In days past, windows were responsible for a substantial amount of energy loss in a home. Single-paned windows with clear glass were the worst offenders, and fortunately, they are almost extinct in most modern homes.

Understanding the R-value and U-value of windows

In today’s market, many efficiency-boosting features are available from the high-quality window & door manufacturers. Toronto’s Neufenster windows for example recently introduced high tech European tilt and turn windows to the Canadian market that feature triple-pane glass. These windows, which come in a variety of styles and designs, maintain a high very R-value. The R-value is a measure of the window’s resistance to heat conduction. Higher R-values mean better energy-efficiency.

When shopping for windows, another factor to consider is the U-value. The U-value of a window is a measure of the heat transfer through the glass. In determining the U-value, technicians measure how much heat is lost through a window in one hour.

 Most windows will have two U-values. One is a measure of heat loss through the glass, and the other is a measure of heat loss throughout the entire window and frame. The lower the U-value, the better the window is at reducing heat loss.

How to know if a window is energy-efficient

Double-paned glazed windows with insulation between the panes have become the new standard for windows in most homes today. While these windows offer a marked improvement over the older single-paned windows, designers and homeowners are now putting more effort into making homes more energy-efficient than ever before.

The double-paned glazed windows typically held an R-value of about three. New, high-efficiency windows have an R-value of five. The increase in the R-value from three to five can reduce heat loss by thirty to forty percent.

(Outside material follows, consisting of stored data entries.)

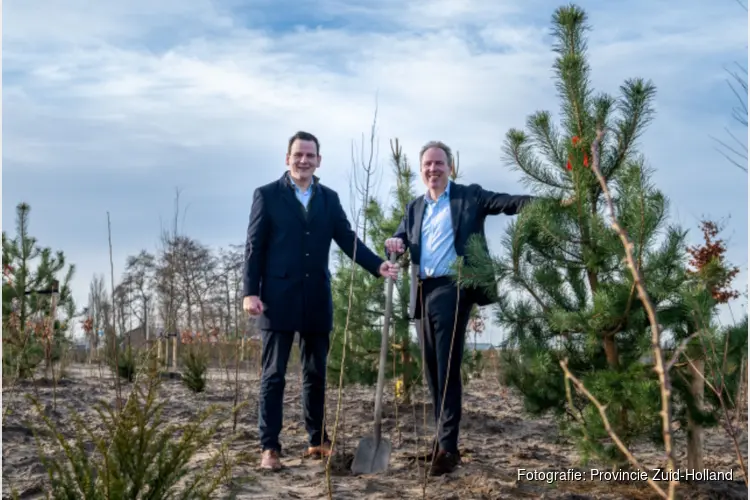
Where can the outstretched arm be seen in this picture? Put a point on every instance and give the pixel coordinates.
(346, 238)
(502, 203)
(256, 246)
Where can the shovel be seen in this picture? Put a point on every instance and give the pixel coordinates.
(373, 452)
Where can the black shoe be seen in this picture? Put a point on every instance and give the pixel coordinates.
(445, 463)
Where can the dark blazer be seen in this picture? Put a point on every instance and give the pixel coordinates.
(470, 206)
(286, 256)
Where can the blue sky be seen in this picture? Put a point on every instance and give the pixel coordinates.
(109, 106)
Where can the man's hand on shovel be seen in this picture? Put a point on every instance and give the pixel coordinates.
(395, 245)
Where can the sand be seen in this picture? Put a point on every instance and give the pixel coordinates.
(497, 440)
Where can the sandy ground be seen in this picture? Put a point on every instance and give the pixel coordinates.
(497, 439)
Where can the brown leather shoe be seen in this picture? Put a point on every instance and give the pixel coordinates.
(324, 450)
(269, 460)
(444, 463)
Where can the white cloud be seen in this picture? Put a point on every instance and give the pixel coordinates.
(204, 94)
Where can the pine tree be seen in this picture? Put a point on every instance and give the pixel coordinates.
(564, 290)
(30, 274)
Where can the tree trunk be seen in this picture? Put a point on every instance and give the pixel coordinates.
(695, 431)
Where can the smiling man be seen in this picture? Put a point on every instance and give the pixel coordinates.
(287, 285)
(435, 229)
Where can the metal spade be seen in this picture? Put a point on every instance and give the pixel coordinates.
(373, 453)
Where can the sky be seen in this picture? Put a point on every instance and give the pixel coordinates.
(112, 106)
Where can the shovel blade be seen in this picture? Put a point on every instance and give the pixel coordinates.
(372, 456)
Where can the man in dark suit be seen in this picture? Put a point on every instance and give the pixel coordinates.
(435, 229)
(287, 284)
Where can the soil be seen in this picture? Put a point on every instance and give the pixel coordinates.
(497, 440)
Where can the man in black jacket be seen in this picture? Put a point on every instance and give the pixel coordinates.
(287, 284)
(435, 229)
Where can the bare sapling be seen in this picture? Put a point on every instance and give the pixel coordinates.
(659, 365)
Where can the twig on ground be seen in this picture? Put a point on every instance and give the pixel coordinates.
(603, 413)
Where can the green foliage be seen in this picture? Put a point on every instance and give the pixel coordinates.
(136, 454)
(30, 334)
(564, 289)
(195, 361)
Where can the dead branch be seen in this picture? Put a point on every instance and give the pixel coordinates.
(662, 373)
(603, 413)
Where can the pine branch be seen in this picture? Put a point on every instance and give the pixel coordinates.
(569, 377)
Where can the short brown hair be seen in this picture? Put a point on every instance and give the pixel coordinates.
(303, 136)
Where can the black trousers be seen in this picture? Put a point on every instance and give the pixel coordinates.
(274, 359)
(436, 321)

The goal for high-efficiency windows is to have them become as energy-efficient as the wall on to which they are installed. Most experts in the field of energy-saving in home and building designs feel that an R-value of five should be the new minimum, and companies that make windows should shoot for an R-value of seven.

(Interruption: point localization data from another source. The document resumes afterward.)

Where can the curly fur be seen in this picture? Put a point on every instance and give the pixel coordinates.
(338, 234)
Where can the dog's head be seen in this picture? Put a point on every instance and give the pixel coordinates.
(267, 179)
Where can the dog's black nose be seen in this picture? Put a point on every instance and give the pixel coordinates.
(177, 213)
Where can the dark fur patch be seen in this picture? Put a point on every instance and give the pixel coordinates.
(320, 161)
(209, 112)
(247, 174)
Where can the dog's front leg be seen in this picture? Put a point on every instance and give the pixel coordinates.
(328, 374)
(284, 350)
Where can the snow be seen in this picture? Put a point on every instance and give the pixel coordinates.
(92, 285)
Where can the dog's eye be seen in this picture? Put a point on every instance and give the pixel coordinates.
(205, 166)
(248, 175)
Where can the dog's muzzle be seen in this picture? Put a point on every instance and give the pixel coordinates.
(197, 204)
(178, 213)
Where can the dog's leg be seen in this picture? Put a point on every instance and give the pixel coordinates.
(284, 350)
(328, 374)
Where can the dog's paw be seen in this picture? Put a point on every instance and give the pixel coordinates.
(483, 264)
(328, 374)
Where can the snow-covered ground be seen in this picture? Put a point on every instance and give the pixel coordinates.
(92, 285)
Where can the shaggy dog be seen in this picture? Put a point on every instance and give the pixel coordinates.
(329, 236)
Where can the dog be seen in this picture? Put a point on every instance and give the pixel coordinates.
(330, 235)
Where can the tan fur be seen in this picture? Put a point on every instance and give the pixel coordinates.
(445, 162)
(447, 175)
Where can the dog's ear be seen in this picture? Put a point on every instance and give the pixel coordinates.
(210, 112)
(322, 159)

The best windows for high-efficiency

Are high-energy efficient windows worth the cost?

Energy-efficient windows can make a dramatic difference in your energy cost, and most will pay for themselves many times over in energy savings. As homeowners become more ecologically aware, high-efficiency windows also add substantial value to a home.

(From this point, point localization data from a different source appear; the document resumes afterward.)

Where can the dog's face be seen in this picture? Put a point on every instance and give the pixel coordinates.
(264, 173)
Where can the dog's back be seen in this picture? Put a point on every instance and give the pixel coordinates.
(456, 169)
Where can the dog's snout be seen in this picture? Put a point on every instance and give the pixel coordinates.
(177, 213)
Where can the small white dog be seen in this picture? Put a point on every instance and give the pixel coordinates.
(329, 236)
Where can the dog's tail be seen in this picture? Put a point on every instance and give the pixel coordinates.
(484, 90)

A one-time federal tax credit is also available to homeowners who take steps to improve the overall energy efficiency of their homes. The tax incentive is meant to offer a more immediate offset of some of the cost-saving energy use in existing homes.

The energy used to heat and cool residences creates a significant environmental price-tag. Reducing the amount of energy consumed is better for the environment. Environmentally responsible consumers are drawn to measures they can take to save energy consumption, not just to save money, but to reduce the ecological footprint of their homes.